Taking hints from Judaism (prophet figure in Moses) and from roman-catholicism (implementation of a state-wide religion).
So, my point is catholics are responsible for islam. Thanks a lot!! -.-'
And this wasn't worth commenting upon.
"Know thy place in the comings and goings of men"... Your religion isn't the be-all and end-all of human history concerning the afterlife and the divine.
It is good to know how the gears turn... perhaps your version was just an extra cog thrown in to the huge machinery that had been built for millennia... and not the last cog at that.
(May 31, 2015 at 9:42 pm)Randy Carson Wrote:Quote:Shall we go further back in history?

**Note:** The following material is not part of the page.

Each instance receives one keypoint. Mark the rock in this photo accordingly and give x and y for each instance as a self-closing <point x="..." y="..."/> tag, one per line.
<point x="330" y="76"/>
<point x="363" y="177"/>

What, no christ figure back then? awww... you poor fellow...
And since you have not Christ now, does that make you even more pathetic than me?
I was just showing some of the earlier cogs. An attempt to show you how your own cult could have come by... by human manipulation, just like all other cults before that.
(May 31, 2015 at 9:42 pm)Randy Carson Wrote:Quote:You had Moses and Abraham.... the though part is that there was a world before them... Did I mention the Assyrians? How about the Egyptians? And the chinese?
There were civilizations... great civilizations... prior to Abraham. There were religions. There were polytheist religions, shamanism, animism...
The complexity of religions seems to have evolved with time.... climaxing in the single god that takes care of everything... and does nothing - the creator god whose plan you cannot mess with, that set everything in motion prior to the big bang and whatever you do now, won't cause any change in that motion.... the deist god.
And all (perhaps except the very first - animism?) are man-made concepts that build upon the previous.
Why believe?
To me, the requirement of belief in the existence of a god only signals that the religious institution lacks a solid base... hence, it lacks credibility.
Uh...yeah. It is true that ancient religions search for God in the shadows whereas more recently God has sent His Son to be the light of the world...but I'm not sure what you're really aiming at.
So tell me, do you know that to be a fact, or are you trusting what people have been telling each other for the past ~2000 years?
Is there any way you can confirm that a "God has sent His Son to be the light of the world"?
Trusting people is just believing in them.... belief in people's stories leads to belief in those stories which leads to your faith. This is an exploit found in human brains, typically the younger generations believe most things that adults tell them... if they're not immediately falsifiable, like "I got your nose".
Can you be sure your brain wasn't exploited somehow to be accepting of a tale people have been telling each other for millennia?
(May 31, 2015 at 9:42 pm)Randy Carson Wrote:Quote:TL,DR?
0- HAHA, the US has no cool churches!
1- church leaders must know that god is frightfully absent from this world.
2- Jesus as an amalgamation of other fictional or real figures.
3- Thanks a lot for Islam, catholics! Fuck you!
4- Religions evolve... it's almost like they're man-made concepts.
5- the requirement of belief removes all credibility to any religious institution.
I suggest that you think about these things when you're a bit older.
I suggest you think about them all and more as you try to find how humanity got where it is now and how geographically distinct beliefs, technology and social behaviors are.